Re: Back-pressure Status shows OK but records are backed up in kafka

2018-01-08 Thread Jins George
Thank You Ufuk & Shannon. Since my kafka consumer is 
UnboundedKafkaSource from BEAM, not sure if  records-lag-max metrics is 
exposed. Let me research further.


Thanks,
Jins George
On 01/08/2018 10:11 AM, Shannon Carey wrote:

Right, backpressure only measures backpressure on the inside of the Flink job. 
Ie. between Flink tasks.

Therefore, it’s up to you to monitor whether your Flink job is “keeping up” 
with the source stream. If you’re using Kafka, there’s a metric that the 
consumer library makes available. For example, for one of our jobs, in Graphite 
we have a metric that matches:

aliasByNode(stats.gauges.myapp.prod.us-east-1.myapp.*.taskmanager.*.job.com.example.$Job.operator.*.*.KafkaConsumer.records-lag-max,
 18, 19)

The “$Job” is a variable which allows you to select the job. You can see that I 
have wildcards on other elements of the path, for example the TaskManager id, 
the operator name, the Task index, etc. Your metric is probably rooted 
somewhere else, but the thing you’re looking for is under 
operator.*.*.KafkaConsumer.records-lag-max.

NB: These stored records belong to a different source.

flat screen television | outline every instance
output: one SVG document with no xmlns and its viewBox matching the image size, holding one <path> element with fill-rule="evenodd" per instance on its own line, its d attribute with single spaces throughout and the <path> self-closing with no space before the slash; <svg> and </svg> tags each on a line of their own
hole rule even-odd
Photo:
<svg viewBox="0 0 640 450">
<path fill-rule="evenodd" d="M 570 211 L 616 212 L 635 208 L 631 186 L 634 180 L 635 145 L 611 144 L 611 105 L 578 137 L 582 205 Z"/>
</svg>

Flink manages its offsets itself, rather than acting like a “normal” consumer 
which commits offsets to Kafka. However, in the docs I see that 
“setCommitOffsetsOnCheckpoints()” is enabled by default.  So, theoretically you 
can use any sort of tool similar to https://github.com/srotya/kafka-lag-monitor 
or https://github.com/linkedin/Burrow etc. which polls Kafka itself and 
produces metrics about consumer lag. However, for some reason, I don’t see our 
Flink consumer metrics showing up in our lag monitoring tool or in the Kafka 
command-line tools, so I’m not sure what’s going on there. Maybe it’s because 
Flink doesn’t show up as a consumer group? At first I thought that it might be 
because we’re not setting the “group.id” property, but as it turns out we are 
indeed setting it. In any case, we have to use the job’s metrics, and monitor 
that the job is up, rather than monitoring the offset in Kafka itself.

-Shannon

On 1/8/18, 1:52 AM, "Ufuk Celebi"  wrote:

 Hey Jins,
 
 our current back pressure tracking mechanism does not work with Kafka

 sources. To gather back pressure indicators we sample the main task
 thread of a subtask. For most tasks, this is the thread that emits
 records downstream (e.g. if you have a map function) and everything
 works as expected. In case of the Kafka source though there is a
 separate thread that consumes from Kafka and emits the records.
 Therefore we sample the "wrong" thread and don't observe any
 indicators for back pressure. :-( Unfortunately, this was not taking
 into account when back pressure sampling was implemented.
 
 There is this old issue to track this:

 https://issues.apache.org/jira/browse/FLINK-3456
 
 I'm not aware of any other way to track this situation. Maybe others

 can chime in here...
 
 – Ufuk
 
 
 On Mon, Jan 8, 2018 at 8:16 AM, Jins George  wrote:

 > I have a Beam Pipeline consuming records from Kafka doing some
 > transformations and writing it to Hbase. I faced an issue in which 
records
 > were writing to Hbase at a slower rate than the incoming messages to 
Kafka
 > due to a temporary surge in the incoming traffic.
 >
 > From the flink UI, if I check the back pressure status, it shows OK. I 
have
 > one task which has all the operators including source.
 >
 > Any idea why backpressure indicator would show OK, but messages are 
backed
 > up in Kafka.
 >
 > Is there any other mechanism/metrics by which I can identify this 
situation
 > ?
 >
 > I'm running Flink 1.2/w beam 2.0.
 >
 > Thanks,
 > Jins George
 
 






Re: Back-pressure Status shows OK but records are backed up in kafka

2018-01-08 Thread Shannon Carey
Right, backpressure only measures backpressure on the inside of the Flink job. 
Ie. between Flink tasks.

Therefore, it’s up to you to monitor whether your Flink job is “keeping up” 
with the source stream. If you’re using Kafka, there’s a metric that the 
consumer library makes available. For example, for one of our jobs, in Graphite 
we have a metric that matches:

aliasByNode(stats.gauges.myapp.prod.us-east-1.myapp.*.taskmanager.*.job.com.example.$Job.operator.*.*.KafkaConsumer.records-lag-max,
 18, 19)

The “$Job” is a variable which allows you to select the job. You can see that I 
have wildcards on other elements of the path, for example the TaskManager id, 
the operator name, the Task index, etc. Your metric is probably rooted 
somewhere else, but the thing you’re looking for is under 
operator.*.*.KafkaConsumer.records-lag-max.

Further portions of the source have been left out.